Rédigé par Bert Troubleyn le

Aujourd'hui, acheter une Jaguar ne revient plus forcément à conduire une superberline, un grand coupé ou un long cabriolet. Depuis l'arrivée de la «petite» X-Type Estate, la route peut se vivre en breaks Diesel ou V6 à 4 roues motrices.

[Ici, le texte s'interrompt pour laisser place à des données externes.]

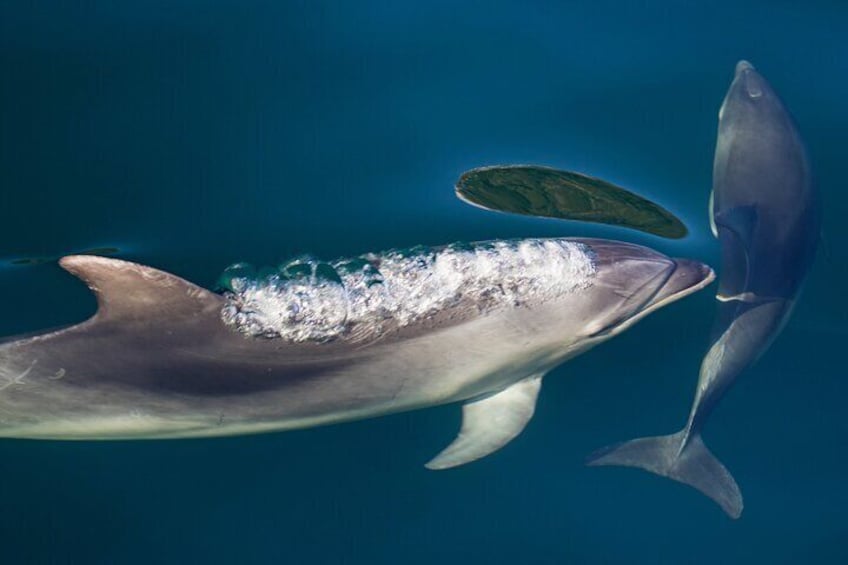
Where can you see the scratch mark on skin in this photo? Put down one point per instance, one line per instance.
(19, 379)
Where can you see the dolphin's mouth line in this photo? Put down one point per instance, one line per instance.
(703, 283)
(620, 325)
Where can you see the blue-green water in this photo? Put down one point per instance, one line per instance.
(195, 134)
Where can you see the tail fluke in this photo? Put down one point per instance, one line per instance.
(690, 463)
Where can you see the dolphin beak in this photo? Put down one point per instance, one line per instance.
(687, 277)
(743, 66)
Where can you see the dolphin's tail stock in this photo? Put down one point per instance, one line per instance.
(676, 456)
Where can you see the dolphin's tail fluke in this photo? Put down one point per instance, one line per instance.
(677, 457)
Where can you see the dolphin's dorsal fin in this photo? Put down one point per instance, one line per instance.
(490, 423)
(127, 290)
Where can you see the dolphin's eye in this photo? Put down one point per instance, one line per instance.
(754, 90)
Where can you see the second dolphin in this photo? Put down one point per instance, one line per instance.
(763, 210)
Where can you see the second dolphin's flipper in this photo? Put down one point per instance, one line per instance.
(690, 463)
(490, 422)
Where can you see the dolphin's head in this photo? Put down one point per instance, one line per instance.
(750, 99)
(633, 281)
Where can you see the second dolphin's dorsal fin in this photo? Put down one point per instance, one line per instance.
(490, 423)
(128, 290)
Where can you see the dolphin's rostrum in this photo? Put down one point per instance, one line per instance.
(763, 209)
(479, 324)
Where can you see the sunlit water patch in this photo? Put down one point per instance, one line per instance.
(306, 300)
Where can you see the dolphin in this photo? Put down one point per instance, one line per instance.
(764, 212)
(318, 343)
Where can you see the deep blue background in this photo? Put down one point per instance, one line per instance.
(193, 134)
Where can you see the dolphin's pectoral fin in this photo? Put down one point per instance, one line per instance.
(491, 422)
(736, 228)
(131, 291)
(741, 220)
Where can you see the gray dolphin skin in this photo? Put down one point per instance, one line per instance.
(764, 212)
(163, 358)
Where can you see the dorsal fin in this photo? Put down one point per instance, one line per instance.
(128, 291)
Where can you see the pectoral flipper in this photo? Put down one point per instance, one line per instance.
(490, 422)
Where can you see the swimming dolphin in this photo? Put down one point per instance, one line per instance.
(763, 211)
(328, 342)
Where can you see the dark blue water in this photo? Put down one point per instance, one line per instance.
(194, 134)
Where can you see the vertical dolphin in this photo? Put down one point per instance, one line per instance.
(763, 210)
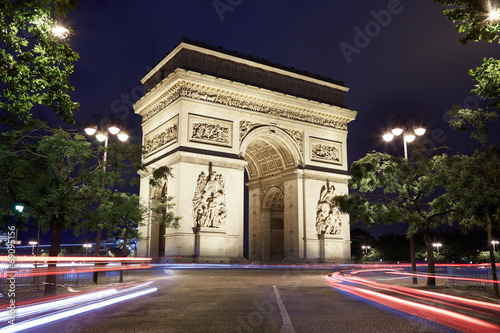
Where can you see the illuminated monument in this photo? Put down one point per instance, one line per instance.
(211, 116)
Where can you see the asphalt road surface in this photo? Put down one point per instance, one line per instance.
(243, 300)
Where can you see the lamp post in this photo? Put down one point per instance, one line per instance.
(87, 246)
(33, 243)
(111, 125)
(438, 245)
(399, 126)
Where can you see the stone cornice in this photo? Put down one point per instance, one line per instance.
(180, 84)
(236, 59)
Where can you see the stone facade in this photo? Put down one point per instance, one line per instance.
(211, 116)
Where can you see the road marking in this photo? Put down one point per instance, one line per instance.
(287, 323)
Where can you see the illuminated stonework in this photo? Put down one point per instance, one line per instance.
(212, 117)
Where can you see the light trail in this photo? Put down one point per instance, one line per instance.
(447, 277)
(32, 323)
(84, 259)
(446, 317)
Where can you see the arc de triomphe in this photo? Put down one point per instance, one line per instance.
(214, 116)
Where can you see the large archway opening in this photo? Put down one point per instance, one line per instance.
(271, 154)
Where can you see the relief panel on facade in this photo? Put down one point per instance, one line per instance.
(328, 219)
(209, 201)
(210, 130)
(199, 92)
(326, 151)
(246, 126)
(161, 137)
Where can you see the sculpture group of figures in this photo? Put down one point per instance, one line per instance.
(326, 152)
(209, 202)
(211, 132)
(166, 136)
(327, 216)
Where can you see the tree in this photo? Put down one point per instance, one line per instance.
(480, 21)
(35, 65)
(391, 189)
(161, 203)
(471, 184)
(123, 214)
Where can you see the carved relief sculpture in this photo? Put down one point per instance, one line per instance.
(325, 152)
(200, 92)
(211, 132)
(164, 135)
(209, 201)
(327, 216)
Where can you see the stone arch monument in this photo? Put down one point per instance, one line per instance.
(212, 115)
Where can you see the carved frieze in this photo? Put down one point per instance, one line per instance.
(246, 126)
(328, 219)
(326, 151)
(210, 130)
(203, 93)
(161, 137)
(209, 201)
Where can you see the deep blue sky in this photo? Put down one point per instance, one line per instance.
(413, 62)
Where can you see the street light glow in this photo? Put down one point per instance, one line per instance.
(410, 137)
(60, 32)
(100, 136)
(494, 15)
(90, 128)
(419, 130)
(397, 131)
(388, 136)
(122, 136)
(113, 129)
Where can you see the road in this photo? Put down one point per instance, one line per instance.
(244, 300)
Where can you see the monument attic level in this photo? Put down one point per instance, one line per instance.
(212, 115)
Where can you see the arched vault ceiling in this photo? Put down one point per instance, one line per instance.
(266, 158)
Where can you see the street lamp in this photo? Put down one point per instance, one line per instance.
(110, 125)
(60, 32)
(438, 245)
(87, 246)
(33, 243)
(399, 126)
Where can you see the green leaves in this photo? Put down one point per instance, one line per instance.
(472, 18)
(34, 64)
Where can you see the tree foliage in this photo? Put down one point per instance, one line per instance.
(161, 203)
(472, 18)
(391, 189)
(35, 65)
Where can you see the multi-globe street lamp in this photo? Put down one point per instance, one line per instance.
(438, 245)
(87, 246)
(109, 125)
(396, 127)
(32, 243)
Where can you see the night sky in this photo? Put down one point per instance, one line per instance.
(397, 57)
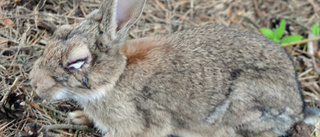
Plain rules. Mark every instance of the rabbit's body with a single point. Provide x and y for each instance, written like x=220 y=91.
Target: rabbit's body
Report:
x=186 y=83
x=207 y=81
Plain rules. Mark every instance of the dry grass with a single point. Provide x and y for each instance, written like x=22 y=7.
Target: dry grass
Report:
x=26 y=27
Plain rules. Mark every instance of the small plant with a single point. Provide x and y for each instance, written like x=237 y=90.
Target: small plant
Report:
x=277 y=34
x=316 y=30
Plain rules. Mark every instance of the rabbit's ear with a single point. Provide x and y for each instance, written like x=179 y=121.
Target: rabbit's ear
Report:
x=118 y=16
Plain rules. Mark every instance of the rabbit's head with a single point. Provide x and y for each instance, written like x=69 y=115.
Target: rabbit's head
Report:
x=85 y=62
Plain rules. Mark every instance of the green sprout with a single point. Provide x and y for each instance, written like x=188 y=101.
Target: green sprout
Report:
x=277 y=34
x=315 y=30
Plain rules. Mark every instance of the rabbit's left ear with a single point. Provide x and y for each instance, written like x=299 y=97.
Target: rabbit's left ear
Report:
x=118 y=16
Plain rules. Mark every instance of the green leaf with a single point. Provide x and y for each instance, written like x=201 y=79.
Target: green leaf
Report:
x=291 y=39
x=315 y=30
x=280 y=30
x=267 y=32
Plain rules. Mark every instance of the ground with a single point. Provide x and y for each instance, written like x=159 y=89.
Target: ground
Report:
x=26 y=27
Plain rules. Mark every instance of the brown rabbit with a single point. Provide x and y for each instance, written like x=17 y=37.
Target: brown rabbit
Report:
x=209 y=81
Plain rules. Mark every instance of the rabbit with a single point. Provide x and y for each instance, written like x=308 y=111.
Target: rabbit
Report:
x=210 y=81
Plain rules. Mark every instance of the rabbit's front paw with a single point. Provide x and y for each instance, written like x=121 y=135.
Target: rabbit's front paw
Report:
x=79 y=118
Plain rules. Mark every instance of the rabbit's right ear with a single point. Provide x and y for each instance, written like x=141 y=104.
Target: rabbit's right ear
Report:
x=117 y=17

Comment une Jaguar peut-elle être meilleure qu'elle-même? En étant tout à la fois – l'un n'allant pas sans l'autre – un peu moins bêcheuse et, ce qu'elle n'a jamais été, un break Diesel pour accomplir des efforts jusqu'ici inconnus des mijaurées de la marque: faire deux tours de compteur dans l'année sans avoir les oreilles qui bourdonnent... La X-Type Estate peut
aussi nous éviter de côtoyer les prolos de la route de trop près, en offrant les prestations d'un break 4x4 V6 de standing. Histoire de rallier Tignes sans chaînes à neige. Jaguar parvient ainsi à s'insérer dans le segment prestige des breaks compacts
avec le concours du généraliste Ford – un cas unique. Sans faute de goût et avec fort peu de manquements à la qualité. Soit assez pour échapper aux trilogies gigognes qui font autorité: Audi A4, BMW 3, Mercedes C – TDI, d, CDI – Avant, Touring, C Break – Quattro, x, 4-Matic. Si ça continue, Jaguar va intéresser les taximen. C'est mieux que de finir dans les griffes des sectateurs de la marque, qui comptent dans leurs
rangs plus de taxidermistes que de passionnés d'automobile.